Three weeks before the November general election, the battle over amending TRIM, Prince George's County's controversial property tax revenue cap, escalated yesterday, as each side accused the other of deliberately distorting the facts.

Michael Knapp, a county employe on leave to work as a full-time organizer for FACT (Fairness for All County Taxpayers), which wants to loosen the cap, charged that there has been "irresponsible deception" by TRIM supporters.

State Del. David Bird, a coauthor of TRIM, countercharged "diliberate deception" by those advocating a change.

TRIM (Tax Reform Initiative by Marylanders), passed in 1978, limits to $143.9 million the amount of money the county can collect in property taxes. Supporters of Question A, as this year's modification will be labeled on the ballot, propose that this cap be lifted and a property tax rate limit of $2.43 per $100 assessed value be imposed instead.

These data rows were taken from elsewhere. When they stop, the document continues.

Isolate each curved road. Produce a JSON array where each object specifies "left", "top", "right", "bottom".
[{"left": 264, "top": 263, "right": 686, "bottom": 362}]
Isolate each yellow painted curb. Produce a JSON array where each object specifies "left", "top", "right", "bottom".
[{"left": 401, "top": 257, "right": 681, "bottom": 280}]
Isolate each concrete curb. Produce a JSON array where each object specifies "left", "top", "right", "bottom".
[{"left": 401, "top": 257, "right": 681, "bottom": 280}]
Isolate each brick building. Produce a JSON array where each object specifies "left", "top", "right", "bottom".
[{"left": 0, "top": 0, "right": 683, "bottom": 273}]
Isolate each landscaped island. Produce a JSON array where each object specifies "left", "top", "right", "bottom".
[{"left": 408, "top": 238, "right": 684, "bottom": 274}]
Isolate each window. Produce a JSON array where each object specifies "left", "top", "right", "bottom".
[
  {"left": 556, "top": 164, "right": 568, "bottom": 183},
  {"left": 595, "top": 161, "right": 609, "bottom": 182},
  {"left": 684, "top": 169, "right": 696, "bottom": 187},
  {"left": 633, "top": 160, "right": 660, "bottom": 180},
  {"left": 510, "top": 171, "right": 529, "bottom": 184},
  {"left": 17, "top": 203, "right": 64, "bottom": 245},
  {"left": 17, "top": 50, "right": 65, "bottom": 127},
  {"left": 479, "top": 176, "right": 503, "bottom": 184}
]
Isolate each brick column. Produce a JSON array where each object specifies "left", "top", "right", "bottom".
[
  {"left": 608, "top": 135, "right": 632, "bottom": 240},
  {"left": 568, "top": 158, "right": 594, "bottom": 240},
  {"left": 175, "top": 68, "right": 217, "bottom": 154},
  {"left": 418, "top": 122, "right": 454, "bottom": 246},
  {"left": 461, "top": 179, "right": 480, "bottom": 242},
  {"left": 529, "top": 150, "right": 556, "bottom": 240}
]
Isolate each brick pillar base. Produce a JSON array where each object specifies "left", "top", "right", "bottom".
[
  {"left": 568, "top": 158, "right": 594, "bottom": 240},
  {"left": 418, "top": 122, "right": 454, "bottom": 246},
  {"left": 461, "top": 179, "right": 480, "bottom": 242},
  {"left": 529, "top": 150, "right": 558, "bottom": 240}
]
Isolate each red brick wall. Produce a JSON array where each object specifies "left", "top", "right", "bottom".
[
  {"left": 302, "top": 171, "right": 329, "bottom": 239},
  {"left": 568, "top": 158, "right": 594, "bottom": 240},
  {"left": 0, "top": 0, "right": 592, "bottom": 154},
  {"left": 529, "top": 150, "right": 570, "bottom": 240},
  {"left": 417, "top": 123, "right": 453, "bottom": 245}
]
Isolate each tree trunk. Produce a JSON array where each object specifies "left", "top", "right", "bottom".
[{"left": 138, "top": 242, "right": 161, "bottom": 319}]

Both sides agree that this relaxing of TRIM would raise -- as valuations increase -- between $6 million and $8 million each year in additional revenues from property taxes.

But there the agreement ends.

"We are all quite stressed over what we feel is irresponsible deception on the part of the proponents of TRIM," FACT's Knapp said at a press conference yesterday. Knapp said that TRIM defenders have put out false statistics showing that the cap has not adversely affected county services, including public safety and education.

TRIM supporters Bird and John T. Gleason immediately defended their figures.

"We have tried to use only county reference documents," Gleason said.

Bird said that the FACT forces are particularly off the mark when they tell audiences that the county's budget has been frozen as a result of TRIM.

"The county has a cap on 24 percent of its income," he said, referring to the portion of the county budget that is funded by property tax revenue. "All of its other income (from recreation and sewer fees and from state agencies) is not affected by TRIM."

At yesterday's press conference Knapp and others also argued that businesses have benefited more from TRIM than have county homeowners.

The collection ceiling has forced the tax rate down, FACT argues. But because assessments on business property increase at a slower rate than those on private property, most private homeowners have not benefited.

PEPCO, for instance, paid $277,000 less in property taxes last year while the average homeowner paid more, and has saved more than $18 million in such taxes since TRIM was enacted, FACT says.

But Bird maintained that a TRIM modification will do nothing to balance this out, because assessments are set by the state.

"If Question A passes, commercial bills will go up $1 while homeowners will go up $3 to $4," he said.